Rather than relying on a single projection, Timeline tests a plan against hundreds or thousands of historical scenarios—each representing different sequences of:
- Market returns
- Inflation environments
- Economic conditions
A scenario is considered a failure if:
- The portfolio runs out of money during the plan period, or
- The ending balance falls below the desired legacy target
The Success Rate then answers a critical client question:
“How confident can I be that this plan will work?”
How It’s Calculated
The Success Rate is calculated as:
- Total number of scenarios tested
- Minus the number of failed scenarios
- Divided by total scenarios
- Converted into a percentage
Behavioural Design Considerations
From a product and behavioural finance perspective, Timeline intentionally applies two important rules:
- Rounding:
- Success rates are rounded to the nearest 1% to keep outputs simple and client-friendly.
- Capping at 99%:
- Even if a plan succeeds in all tested scenarios, the displayed success rate will never exceed 99%.
This avoids creating a false sense of certainty, reinforcing that all financial plans carry some level of risk.
Example
Suppose you analyse all 30-year historical scenarios from January 1900 to December 2018:
- Total scenarios: 1,068
- Failed scenarios: 79
Applying the formula:
- Successful scenarios = 1,068 − 79 = 989
- Success Rate = (989 / 1,068) × 100 ≈ 92.6%
- Displayed in Timeline as: 93% (rounded)
This means:
In 93% of historical scenarios, the plan successfully sustained withdrawals and met the legacy goal.
Conclusion
The Success Rate is a powerful, intuitive metric that brings probabilistic thinking into financial planning.

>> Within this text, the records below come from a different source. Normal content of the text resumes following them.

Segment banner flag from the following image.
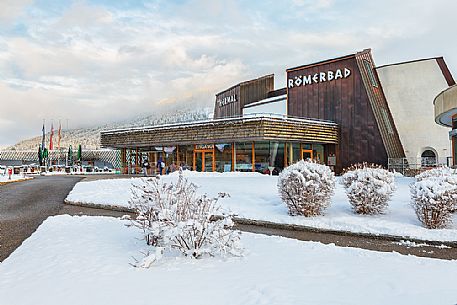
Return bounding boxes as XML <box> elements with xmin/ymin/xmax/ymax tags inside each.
<box><xmin>49</xmin><ymin>123</ymin><xmax>54</xmax><ymax>150</ymax></box>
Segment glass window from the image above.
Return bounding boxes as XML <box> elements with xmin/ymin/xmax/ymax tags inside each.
<box><xmin>235</xmin><ymin>142</ymin><xmax>252</xmax><ymax>172</ymax></box>
<box><xmin>270</xmin><ymin>142</ymin><xmax>284</xmax><ymax>174</ymax></box>
<box><xmin>254</xmin><ymin>142</ymin><xmax>273</xmax><ymax>174</ymax></box>
<box><xmin>216</xmin><ymin>144</ymin><xmax>232</xmax><ymax>173</ymax></box>
<box><xmin>363</xmin><ymin>59</ymin><xmax>378</xmax><ymax>87</ymax></box>
<box><xmin>313</xmin><ymin>144</ymin><xmax>324</xmax><ymax>163</ymax></box>
<box><xmin>178</xmin><ymin>145</ymin><xmax>194</xmax><ymax>170</ymax></box>
<box><xmin>289</xmin><ymin>143</ymin><xmax>301</xmax><ymax>164</ymax></box>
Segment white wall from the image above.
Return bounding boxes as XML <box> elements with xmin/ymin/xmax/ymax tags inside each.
<box><xmin>243</xmin><ymin>99</ymin><xmax>287</xmax><ymax>115</ymax></box>
<box><xmin>377</xmin><ymin>59</ymin><xmax>452</xmax><ymax>163</ymax></box>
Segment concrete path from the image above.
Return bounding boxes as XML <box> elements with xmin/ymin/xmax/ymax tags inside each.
<box><xmin>0</xmin><ymin>176</ymin><xmax>457</xmax><ymax>262</ymax></box>
<box><xmin>0</xmin><ymin>176</ymin><xmax>125</xmax><ymax>262</ymax></box>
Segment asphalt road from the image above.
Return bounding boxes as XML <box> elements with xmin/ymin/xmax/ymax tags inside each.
<box><xmin>0</xmin><ymin>176</ymin><xmax>125</xmax><ymax>262</ymax></box>
<box><xmin>0</xmin><ymin>176</ymin><xmax>457</xmax><ymax>262</ymax></box>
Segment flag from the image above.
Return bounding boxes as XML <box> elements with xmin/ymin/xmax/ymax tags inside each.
<box><xmin>78</xmin><ymin>144</ymin><xmax>83</xmax><ymax>162</ymax></box>
<box><xmin>38</xmin><ymin>145</ymin><xmax>43</xmax><ymax>166</ymax></box>
<box><xmin>49</xmin><ymin>123</ymin><xmax>54</xmax><ymax>150</ymax></box>
<box><xmin>57</xmin><ymin>121</ymin><xmax>62</xmax><ymax>150</ymax></box>
<box><xmin>41</xmin><ymin>122</ymin><xmax>46</xmax><ymax>151</ymax></box>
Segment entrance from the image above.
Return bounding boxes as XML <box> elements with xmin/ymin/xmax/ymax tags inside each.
<box><xmin>301</xmin><ymin>149</ymin><xmax>313</xmax><ymax>160</ymax></box>
<box><xmin>194</xmin><ymin>149</ymin><xmax>215</xmax><ymax>172</ymax></box>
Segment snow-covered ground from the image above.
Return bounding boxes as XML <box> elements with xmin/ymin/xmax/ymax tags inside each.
<box><xmin>0</xmin><ymin>175</ymin><xmax>32</xmax><ymax>184</ymax></box>
<box><xmin>67</xmin><ymin>171</ymin><xmax>457</xmax><ymax>241</ymax></box>
<box><xmin>0</xmin><ymin>216</ymin><xmax>457</xmax><ymax>305</ymax></box>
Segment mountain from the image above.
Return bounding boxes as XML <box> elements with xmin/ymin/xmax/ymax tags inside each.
<box><xmin>4</xmin><ymin>108</ymin><xmax>213</xmax><ymax>150</ymax></box>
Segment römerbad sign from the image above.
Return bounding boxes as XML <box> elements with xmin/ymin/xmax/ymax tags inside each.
<box><xmin>287</xmin><ymin>68</ymin><xmax>351</xmax><ymax>88</ymax></box>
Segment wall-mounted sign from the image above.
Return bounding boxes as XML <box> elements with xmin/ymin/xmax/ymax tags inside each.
<box><xmin>195</xmin><ymin>144</ymin><xmax>214</xmax><ymax>150</ymax></box>
<box><xmin>216</xmin><ymin>94</ymin><xmax>237</xmax><ymax>107</ymax></box>
<box><xmin>287</xmin><ymin>68</ymin><xmax>351</xmax><ymax>88</ymax></box>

By grounding outcomes in historical data and framing results as a percentage of success, it enables advisors to:
- Quantify risk and resilience
- Communicate uncertainty clearly
- Guide clients toward more sustainable decisions
Combined with Timeline’s behavioural safeguards (rounding and capping), it ensures clients remain informed, not overconfident—which is critical for long-term planning success.